I want my providers to make decisions about my care based on their clinical judgement and cost considerations, not dependent on the profits of a health insurance corporation. MA plans are able to reduce their costs by requiring prior approval for most referrals and procedures, many lab and radiology tests, as well as some prescription drugs. A recent study by the Office of Inspector General (OIG) at the U.S. Department of Health and Human Services found “widespread and persistent problems related to denials of care and payment in Medicare Advantage” plans. While only about one percent of such denials are appealed by patients and their providers, 75% of those appeals are subsequently overturned. According to the OIG report, this may be due in part to insurance companies’ incentives to increase profits. Similar denials also occur with traditional Medicare, but they are much less frequent and less likely to be overturned on appeal. I don’t want my providers having to jump through unnecessary hoops just to give me the care they feel is indicated.

This underscores the basic, underlying reason for my avoidance of MA insurance. I don’t want corporate profits trumping my own health care. Private, for-profit corporations have an obligation to their shareholders (or other owners) to maximize profits; that’s why they’re in business. This often conflicts with patients’ needs for quality health care.

The greatest downside to traditional Medicare is the increased liability for out of pocket expenses due to the lack of annual or lifetime maximums for copays and coinsurance. In recent years, MA plans have been required to have these limits. With traditional Medicare, the only way to protect against potential huge medical expenses is to have supplemental (“Medigap”) coverage. I’m fortunate to have excellent, low cost Medigap coverage available through my former employer. This covers most of my copayments and protects me with annual and lifetime out-of-pocket limits. Without that low cost additional protection, I would be sorely tempted to go with a MA plan. Even so, I don’t want to support a system that needs to change. Even if your former employer does not give you Medigap coverage, there are many organizations like AARP and insurance companies that provide reasonable Medigap coverage for most people.

I want to maintain my freedom to choose the providers that I feel can best serve my health care needs. I don’t want to be charged extra for out-of-network providers that I’m unaware of in the hospital. I don’t want my physicians to spend more of their precious time (and that of their office staffs) appealing to for-profit insurers to pay for tests or procedures that they feel are necessary.

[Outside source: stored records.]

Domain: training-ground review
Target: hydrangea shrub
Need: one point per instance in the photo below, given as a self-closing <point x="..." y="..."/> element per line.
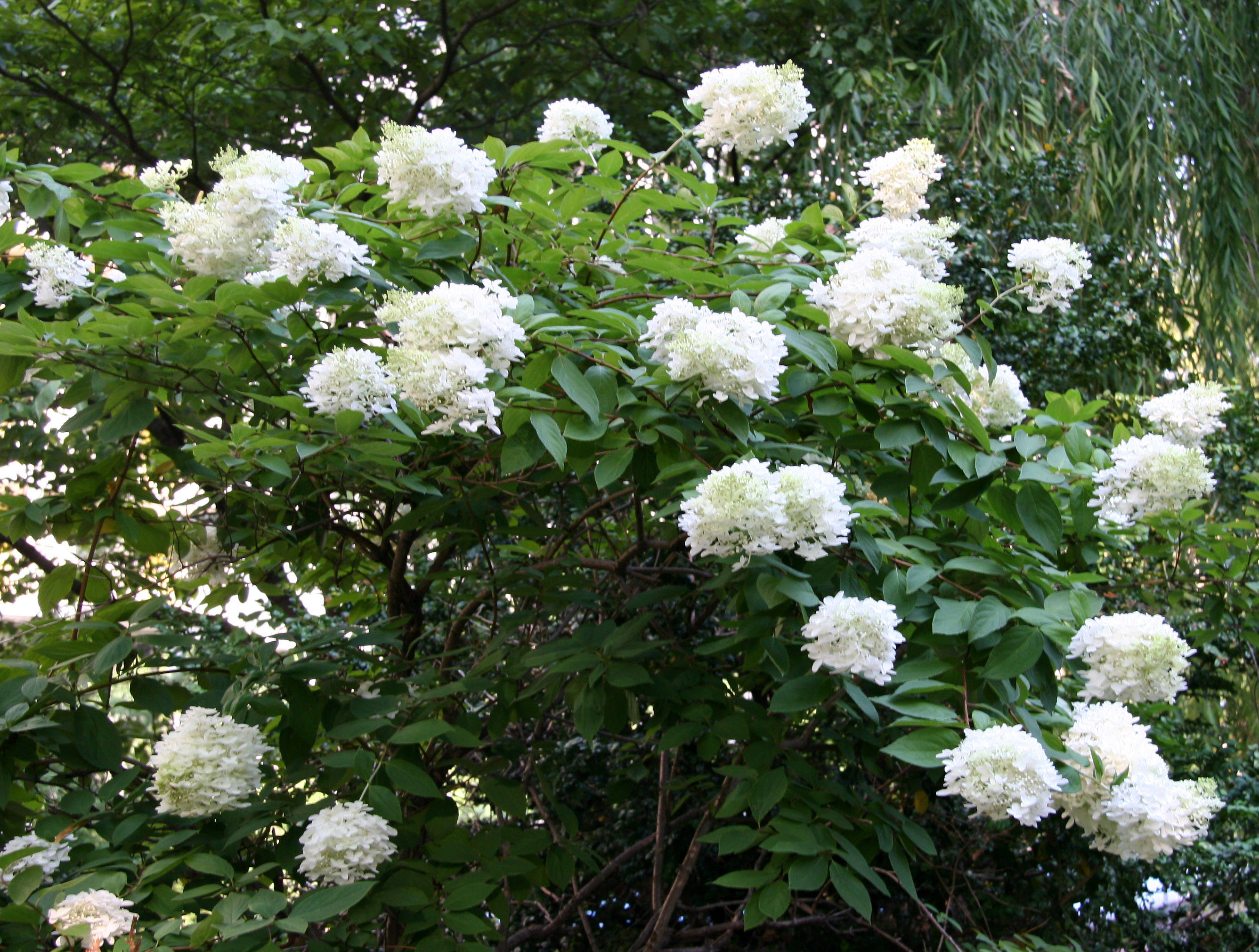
<point x="575" y="473"/>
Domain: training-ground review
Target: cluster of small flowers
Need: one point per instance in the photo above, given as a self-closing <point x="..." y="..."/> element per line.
<point x="450" y="339"/>
<point x="345" y="843"/>
<point x="925" y="245"/>
<point x="734" y="354"/>
<point x="56" y="274"/>
<point x="165" y="177"/>
<point x="1003" y="772"/>
<point x="877" y="298"/>
<point x="1150" y="475"/>
<point x="350" y="379"/>
<point x="748" y="510"/>
<point x="901" y="178"/>
<point x="855" y="637"/>
<point x="1056" y="267"/>
<point x="465" y="316"/>
<point x="1131" y="658"/>
<point x="575" y="121"/>
<point x="999" y="403"/>
<point x="1190" y="415"/>
<point x="228" y="234"/>
<point x="764" y="236"/>
<point x="432" y="170"/>
<point x="204" y="561"/>
<point x="207" y="765"/>
<point x="1150" y="816"/>
<point x="1147" y="815"/>
<point x="302" y="247"/>
<point x="49" y="857"/>
<point x="104" y="913"/>
<point x="751" y="106"/>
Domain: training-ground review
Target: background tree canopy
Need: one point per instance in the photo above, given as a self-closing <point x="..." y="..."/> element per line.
<point x="1156" y="100"/>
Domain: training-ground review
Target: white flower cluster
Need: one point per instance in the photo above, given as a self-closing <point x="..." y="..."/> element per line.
<point x="1131" y="658"/>
<point x="51" y="855"/>
<point x="734" y="354"/>
<point x="876" y="298"/>
<point x="575" y="121"/>
<point x="901" y="178"/>
<point x="1150" y="816"/>
<point x="345" y="843"/>
<point x="1150" y="475"/>
<point x="302" y="247"/>
<point x="432" y="170"/>
<point x="206" y="765"/>
<point x="1056" y="267"/>
<point x="999" y="403"/>
<point x="446" y="385"/>
<point x="350" y="379"/>
<point x="1147" y="815"/>
<point x="450" y="339"/>
<point x="751" y="106"/>
<point x="1190" y="415"/>
<point x="670" y="318"/>
<point x="925" y="245"/>
<point x="206" y="562"/>
<point x="1003" y="772"/>
<point x="465" y="316"/>
<point x="854" y="637"/>
<point x="764" y="236"/>
<point x="1111" y="734"/>
<point x="165" y="177"/>
<point x="747" y="510"/>
<point x="228" y="234"/>
<point x="56" y="274"/>
<point x="105" y="915"/>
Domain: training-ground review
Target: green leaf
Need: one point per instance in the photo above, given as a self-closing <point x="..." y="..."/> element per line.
<point x="1040" y="516"/>
<point x="1016" y="654"/>
<point x="384" y="803"/>
<point x="799" y="590"/>
<point x="775" y="900"/>
<point x="348" y="422"/>
<point x="411" y="779"/>
<point x="747" y="878"/>
<point x="325" y="904"/>
<point x="129" y="421"/>
<point x="990" y="615"/>
<point x="908" y="359"/>
<point x="816" y="347"/>
<point x="772" y="298"/>
<point x="96" y="738"/>
<point x="25" y="883"/>
<point x="852" y="891"/>
<point x="611" y="466"/>
<point x="803" y="694"/>
<point x="113" y="654"/>
<point x="56" y="586"/>
<point x="211" y="865"/>
<point x="766" y="792"/>
<point x="919" y="747"/>
<point x="145" y="538"/>
<point x="952" y="616"/>
<point x="420" y="733"/>
<point x="548" y="431"/>
<point x="576" y="386"/>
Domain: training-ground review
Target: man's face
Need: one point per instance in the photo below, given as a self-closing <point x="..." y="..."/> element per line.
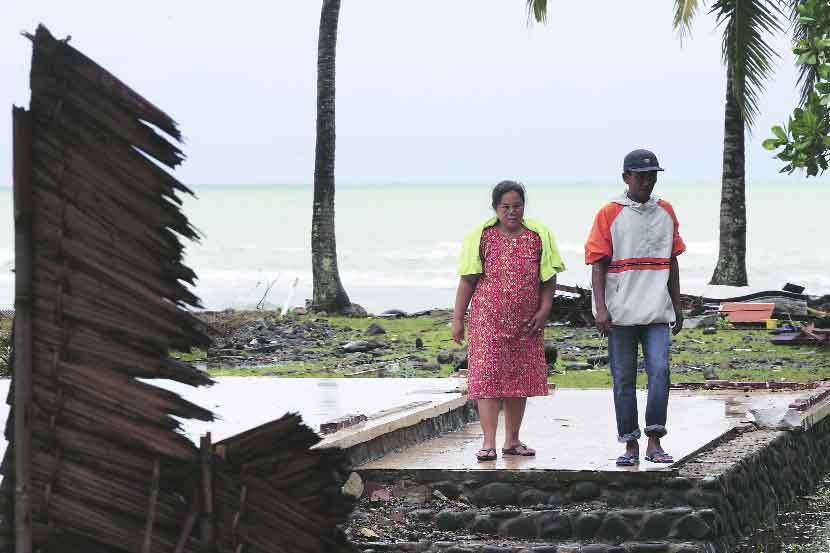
<point x="640" y="184"/>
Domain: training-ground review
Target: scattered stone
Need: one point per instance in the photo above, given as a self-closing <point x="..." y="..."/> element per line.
<point x="691" y="526"/>
<point x="615" y="528"/>
<point x="586" y="525"/>
<point x="522" y="527"/>
<point x="529" y="498"/>
<point x="551" y="352"/>
<point x="393" y="314"/>
<point x="483" y="525"/>
<point x="657" y="525"/>
<point x="353" y="486"/>
<point x="375" y="330"/>
<point x="356" y="311"/>
<point x="453" y="520"/>
<point x="701" y="321"/>
<point x="555" y="525"/>
<point x="496" y="493"/>
<point x="360" y="346"/>
<point x="595" y="360"/>
<point x="423" y="514"/>
<point x="585" y="491"/>
<point x="381" y="495"/>
<point x="368" y="533"/>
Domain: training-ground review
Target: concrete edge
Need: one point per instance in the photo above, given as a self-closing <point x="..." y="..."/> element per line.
<point x="374" y="428"/>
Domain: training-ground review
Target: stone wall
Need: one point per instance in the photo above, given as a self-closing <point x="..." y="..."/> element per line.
<point x="401" y="438"/>
<point x="713" y="498"/>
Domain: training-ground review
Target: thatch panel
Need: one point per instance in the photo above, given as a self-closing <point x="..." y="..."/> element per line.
<point x="104" y="116"/>
<point x="115" y="388"/>
<point x="123" y="161"/>
<point x="161" y="244"/>
<point x="96" y="195"/>
<point x="123" y="497"/>
<point x="79" y="161"/>
<point x="94" y="523"/>
<point x="106" y="319"/>
<point x="110" y="291"/>
<point x="114" y="425"/>
<point x="98" y="453"/>
<point x="93" y="348"/>
<point x="75" y="64"/>
<point x="121" y="256"/>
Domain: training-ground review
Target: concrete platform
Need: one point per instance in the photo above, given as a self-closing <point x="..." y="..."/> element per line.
<point x="575" y="430"/>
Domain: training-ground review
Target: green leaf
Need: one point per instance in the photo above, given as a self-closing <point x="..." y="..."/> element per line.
<point x="778" y="131"/>
<point x="771" y="144"/>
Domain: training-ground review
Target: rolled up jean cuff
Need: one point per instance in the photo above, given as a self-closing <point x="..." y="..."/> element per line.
<point x="656" y="431"/>
<point x="625" y="438"/>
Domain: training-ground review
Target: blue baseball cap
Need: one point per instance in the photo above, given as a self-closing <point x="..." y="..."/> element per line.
<point x="640" y="161"/>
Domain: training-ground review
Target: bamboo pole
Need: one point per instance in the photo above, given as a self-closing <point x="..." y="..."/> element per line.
<point x="22" y="330"/>
<point x="151" y="508"/>
<point x="206" y="526"/>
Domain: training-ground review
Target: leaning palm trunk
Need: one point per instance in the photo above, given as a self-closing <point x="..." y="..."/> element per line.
<point x="329" y="294"/>
<point x="731" y="267"/>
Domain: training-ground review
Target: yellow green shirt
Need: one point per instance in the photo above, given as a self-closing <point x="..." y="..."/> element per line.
<point x="470" y="262"/>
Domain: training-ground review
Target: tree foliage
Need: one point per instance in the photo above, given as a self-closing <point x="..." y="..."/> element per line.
<point x="804" y="141"/>
<point x="748" y="26"/>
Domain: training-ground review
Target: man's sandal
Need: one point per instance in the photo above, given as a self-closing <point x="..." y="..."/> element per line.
<point x="486" y="454"/>
<point x="659" y="457"/>
<point x="628" y="460"/>
<point x="519" y="449"/>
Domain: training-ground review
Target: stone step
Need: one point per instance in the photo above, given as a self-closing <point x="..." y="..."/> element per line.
<point x="508" y="546"/>
<point x="549" y="490"/>
<point x="600" y="525"/>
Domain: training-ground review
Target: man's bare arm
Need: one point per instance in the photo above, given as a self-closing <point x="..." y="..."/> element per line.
<point x="674" y="293"/>
<point x="599" y="270"/>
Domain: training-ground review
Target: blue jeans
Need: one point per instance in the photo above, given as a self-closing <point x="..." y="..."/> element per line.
<point x="622" y="356"/>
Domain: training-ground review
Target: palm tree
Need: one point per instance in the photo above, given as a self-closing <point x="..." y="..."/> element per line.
<point x="329" y="294"/>
<point x="747" y="26"/>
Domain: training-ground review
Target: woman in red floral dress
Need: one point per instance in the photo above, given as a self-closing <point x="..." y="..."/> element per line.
<point x="508" y="269"/>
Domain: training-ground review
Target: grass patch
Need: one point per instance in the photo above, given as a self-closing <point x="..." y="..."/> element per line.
<point x="738" y="355"/>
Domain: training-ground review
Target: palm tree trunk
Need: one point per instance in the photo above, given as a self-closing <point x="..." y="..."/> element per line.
<point x="329" y="294"/>
<point x="731" y="267"/>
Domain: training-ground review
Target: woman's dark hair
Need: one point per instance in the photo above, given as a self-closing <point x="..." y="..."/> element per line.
<point x="504" y="187"/>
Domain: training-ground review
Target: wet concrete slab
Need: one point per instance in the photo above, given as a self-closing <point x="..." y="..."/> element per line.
<point x="575" y="430"/>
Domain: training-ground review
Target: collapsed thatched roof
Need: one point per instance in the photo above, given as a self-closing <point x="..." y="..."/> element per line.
<point x="109" y="471"/>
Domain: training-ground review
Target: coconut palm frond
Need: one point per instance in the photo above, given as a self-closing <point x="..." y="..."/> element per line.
<point x="808" y="74"/>
<point x="684" y="13"/>
<point x="537" y="10"/>
<point x="747" y="53"/>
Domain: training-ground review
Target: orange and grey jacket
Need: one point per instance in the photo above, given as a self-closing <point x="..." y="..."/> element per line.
<point x="639" y="240"/>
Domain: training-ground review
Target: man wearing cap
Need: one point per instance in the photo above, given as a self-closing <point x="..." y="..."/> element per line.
<point x="633" y="248"/>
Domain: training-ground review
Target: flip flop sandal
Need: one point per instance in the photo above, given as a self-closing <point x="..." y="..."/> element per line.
<point x="515" y="451"/>
<point x="659" y="457"/>
<point x="488" y="456"/>
<point x="628" y="460"/>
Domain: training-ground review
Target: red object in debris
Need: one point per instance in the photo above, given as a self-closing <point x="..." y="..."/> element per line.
<point x="748" y="312"/>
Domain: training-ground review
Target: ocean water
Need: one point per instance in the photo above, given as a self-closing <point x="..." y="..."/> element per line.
<point x="398" y="243"/>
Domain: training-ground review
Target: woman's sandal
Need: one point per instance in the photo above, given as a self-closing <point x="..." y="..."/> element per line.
<point x="515" y="450"/>
<point x="628" y="460"/>
<point x="659" y="457"/>
<point x="489" y="454"/>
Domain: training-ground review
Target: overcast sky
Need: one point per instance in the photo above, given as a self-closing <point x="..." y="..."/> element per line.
<point x="427" y="91"/>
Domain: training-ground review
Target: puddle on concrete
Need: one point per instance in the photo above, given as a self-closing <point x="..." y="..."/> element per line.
<point x="804" y="528"/>
<point x="242" y="403"/>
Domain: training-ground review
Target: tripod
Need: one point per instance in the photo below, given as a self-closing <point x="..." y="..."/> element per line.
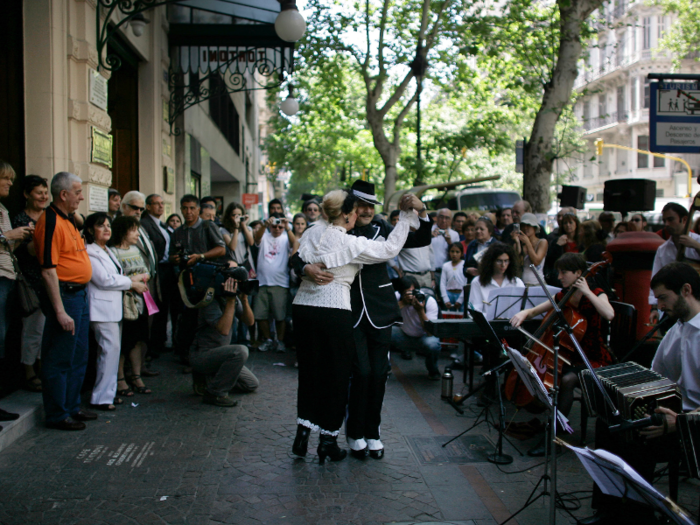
<point x="497" y="457"/>
<point x="549" y="452"/>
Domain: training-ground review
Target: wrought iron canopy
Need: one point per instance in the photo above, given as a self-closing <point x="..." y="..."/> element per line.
<point x="247" y="56"/>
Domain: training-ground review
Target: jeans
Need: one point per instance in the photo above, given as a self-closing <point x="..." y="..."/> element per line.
<point x="224" y="369"/>
<point x="429" y="343"/>
<point x="64" y="358"/>
<point x="6" y="286"/>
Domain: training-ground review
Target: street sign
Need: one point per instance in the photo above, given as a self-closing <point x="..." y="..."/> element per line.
<point x="674" y="117"/>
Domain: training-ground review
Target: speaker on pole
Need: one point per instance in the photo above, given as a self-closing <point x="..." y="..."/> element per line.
<point x="626" y="195"/>
<point x="572" y="196"/>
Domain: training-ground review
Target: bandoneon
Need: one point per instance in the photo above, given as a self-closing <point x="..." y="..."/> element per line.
<point x="635" y="390"/>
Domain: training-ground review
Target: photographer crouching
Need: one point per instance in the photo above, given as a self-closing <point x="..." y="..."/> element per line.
<point x="416" y="308"/>
<point x="211" y="354"/>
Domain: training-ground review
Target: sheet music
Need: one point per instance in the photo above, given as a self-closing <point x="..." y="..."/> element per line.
<point x="616" y="478"/>
<point x="504" y="303"/>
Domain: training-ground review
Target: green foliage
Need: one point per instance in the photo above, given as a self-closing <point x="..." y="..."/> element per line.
<point x="683" y="38"/>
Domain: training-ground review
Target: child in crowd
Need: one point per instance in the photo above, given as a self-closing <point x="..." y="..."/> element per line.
<point x="452" y="280"/>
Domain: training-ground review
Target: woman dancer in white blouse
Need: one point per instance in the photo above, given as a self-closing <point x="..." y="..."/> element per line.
<point x="323" y="320"/>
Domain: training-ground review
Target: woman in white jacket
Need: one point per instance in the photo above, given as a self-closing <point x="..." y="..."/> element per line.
<point x="105" y="291"/>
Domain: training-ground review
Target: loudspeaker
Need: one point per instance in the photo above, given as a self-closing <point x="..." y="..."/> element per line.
<point x="625" y="195"/>
<point x="574" y="196"/>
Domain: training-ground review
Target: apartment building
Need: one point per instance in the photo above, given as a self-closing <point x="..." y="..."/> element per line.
<point x="614" y="99"/>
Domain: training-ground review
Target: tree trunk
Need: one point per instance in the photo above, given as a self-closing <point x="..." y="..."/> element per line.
<point x="388" y="151"/>
<point x="539" y="158"/>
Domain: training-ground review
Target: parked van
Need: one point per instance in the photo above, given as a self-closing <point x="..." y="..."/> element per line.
<point x="449" y="196"/>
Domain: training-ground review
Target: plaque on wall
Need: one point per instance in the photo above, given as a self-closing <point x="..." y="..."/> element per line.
<point x="101" y="147"/>
<point x="98" y="90"/>
<point x="168" y="180"/>
<point x="99" y="199"/>
<point x="167" y="148"/>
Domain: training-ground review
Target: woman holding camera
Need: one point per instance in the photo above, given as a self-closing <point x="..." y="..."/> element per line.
<point x="237" y="235"/>
<point x="106" y="306"/>
<point x="323" y="319"/>
<point x="125" y="236"/>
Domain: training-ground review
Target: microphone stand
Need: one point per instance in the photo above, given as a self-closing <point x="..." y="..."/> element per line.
<point x="561" y="325"/>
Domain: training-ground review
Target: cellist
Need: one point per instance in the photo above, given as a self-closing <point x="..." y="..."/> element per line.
<point x="593" y="306"/>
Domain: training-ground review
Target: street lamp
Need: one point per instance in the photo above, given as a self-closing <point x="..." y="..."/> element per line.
<point x="138" y="24"/>
<point x="419" y="66"/>
<point x="289" y="105"/>
<point x="290" y="26"/>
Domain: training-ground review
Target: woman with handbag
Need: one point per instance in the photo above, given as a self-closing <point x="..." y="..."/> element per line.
<point x="125" y="236"/>
<point x="36" y="192"/>
<point x="106" y="306"/>
<point x="9" y="240"/>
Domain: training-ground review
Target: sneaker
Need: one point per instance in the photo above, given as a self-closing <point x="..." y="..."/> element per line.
<point x="199" y="383"/>
<point x="267" y="346"/>
<point x="220" y="401"/>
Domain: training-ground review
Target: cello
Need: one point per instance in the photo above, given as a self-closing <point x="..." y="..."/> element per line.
<point x="540" y="352"/>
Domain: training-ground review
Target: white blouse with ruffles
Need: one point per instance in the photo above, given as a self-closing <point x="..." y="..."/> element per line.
<point x="343" y="256"/>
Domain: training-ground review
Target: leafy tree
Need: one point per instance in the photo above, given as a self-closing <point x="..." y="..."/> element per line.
<point x="684" y="36"/>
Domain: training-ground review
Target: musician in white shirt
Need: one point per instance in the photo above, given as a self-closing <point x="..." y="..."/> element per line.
<point x="674" y="217"/>
<point x="676" y="287"/>
<point x="498" y="268"/>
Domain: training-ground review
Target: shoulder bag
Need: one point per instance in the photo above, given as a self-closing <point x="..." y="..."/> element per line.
<point x="27" y="296"/>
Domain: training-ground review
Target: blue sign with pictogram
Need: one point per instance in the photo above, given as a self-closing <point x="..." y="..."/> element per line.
<point x="674" y="117"/>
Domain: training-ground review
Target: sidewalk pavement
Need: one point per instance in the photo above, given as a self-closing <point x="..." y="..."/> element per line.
<point x="168" y="458"/>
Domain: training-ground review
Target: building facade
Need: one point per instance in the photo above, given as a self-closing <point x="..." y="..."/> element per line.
<point x="613" y="103"/>
<point x="67" y="109"/>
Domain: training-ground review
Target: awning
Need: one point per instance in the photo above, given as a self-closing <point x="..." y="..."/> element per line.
<point x="263" y="11"/>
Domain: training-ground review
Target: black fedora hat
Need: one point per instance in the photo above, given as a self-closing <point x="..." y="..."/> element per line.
<point x="364" y="190"/>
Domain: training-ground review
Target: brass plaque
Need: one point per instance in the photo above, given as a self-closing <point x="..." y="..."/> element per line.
<point x="101" y="147"/>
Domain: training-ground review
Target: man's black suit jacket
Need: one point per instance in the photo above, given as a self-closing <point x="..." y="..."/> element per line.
<point x="371" y="292"/>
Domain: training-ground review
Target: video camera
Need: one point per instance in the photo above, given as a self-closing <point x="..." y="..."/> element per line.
<point x="419" y="295"/>
<point x="204" y="281"/>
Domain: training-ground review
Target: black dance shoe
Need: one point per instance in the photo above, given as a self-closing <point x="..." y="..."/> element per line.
<point x="301" y="441"/>
<point x="328" y="447"/>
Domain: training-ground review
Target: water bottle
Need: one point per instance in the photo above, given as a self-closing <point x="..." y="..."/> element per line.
<point x="447" y="383"/>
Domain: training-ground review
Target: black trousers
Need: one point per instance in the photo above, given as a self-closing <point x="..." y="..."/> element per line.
<point x="370" y="369"/>
<point x="325" y="351"/>
<point x="159" y="325"/>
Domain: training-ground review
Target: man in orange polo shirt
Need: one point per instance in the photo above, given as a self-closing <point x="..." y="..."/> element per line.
<point x="66" y="270"/>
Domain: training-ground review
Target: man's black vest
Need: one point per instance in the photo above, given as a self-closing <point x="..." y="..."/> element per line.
<point x="372" y="292"/>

Insurance companies continue to promote MA plans heavily because of their great profitability. MA costs per beneficiary (to CMS) are only slightly more than traditional Medicare. However, this is true only because they balance their administrative overhead costs (including profits and marketing) by making life more difficult for their beneficiaries and the providers who care for them. Traditional Medicare has worked well for millions of Americans for over half a century; it’s time to reverse the trend toward privatization of Medicare.

Dr Raymond H. Feierabend is Professor Emeritus in the Department of Family Medicine at Quillen College of Medicine, East Tennessee State University.